The fact is that as parents, children are our measure of success and worthiness. We judge ourselves by their success and achievement. We compare ourselves with other parents and our kids with other kids to come up with our own success parameters.
What do you want as a Parent?
Truth be told, most parents want well behaved kids. They should be loving, respectful, honest, get good grades, be self motivated, be self confident, independent and you get the drift! Do your wants coincide largely with my list?
The reality check
We all believe that our kids are unique, but isn’t it surprising that our challenges are so similar, well by and large!.”It’s so annoying to repeat the same instruction more than 3 times on deaf ears” or “ I am so drained from nagging ,whining, manipulating and quarreling” or “I am exhausted from shouting and threatening, that’s the only thing that seems to work!”
All we seem to be doing is punishing our kids and then we go on to feeling extremely guilty for getting angry in the first place. The classic reaction is to either blame yourself and feel ineffective as a parent or justify our anger and blame the child.
Raising well behaved kids is not easy!
Dr Sal Severe child psychologist, in his book “How to behave so your children will, too!”says that patterns of reaction in parents are generally two ways. They either give in to misbehaviour because they do not feel like confronting the problem now or they react with anger. Now reacting in anger will definitely affect future misbehaviour and non confrontation of the problem will make misbehaviour worse to so its better according to him, to be proactive to avoid discipline problems.

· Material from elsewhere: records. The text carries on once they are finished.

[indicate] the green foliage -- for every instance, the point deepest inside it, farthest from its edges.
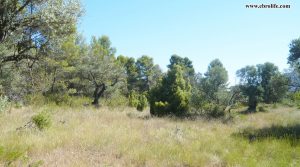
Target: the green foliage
(185, 63)
(42, 120)
(133, 99)
(44, 32)
(143, 102)
(274, 84)
(12, 154)
(100, 68)
(250, 85)
(4, 103)
(138, 100)
(294, 57)
(172, 95)
(214, 82)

Keys to successful parenting:
- Parents and children are partners in discipline
- Discipline is a teaching process and not a punishing process
- Your behavior and emotions affect a child’s behavior and emotion
- Teach them to think for themselves
- Teach kids self control so that they are in control and not under control
- Build self esteem
- Emphasize cooperation and not control
- Be consistent; what you say, you follow through
- Most importantly do not let misbehavior keep you from enjoying your child
- Be strict but positive and develop a child like sense of humor
- Learn to appreciate kids even when they make mistakes
- Be open to change
Not all of the above principles /ideas might make sense to you because each parent and child is unique. So feel free to pick what works for you and remember they need not work all the time!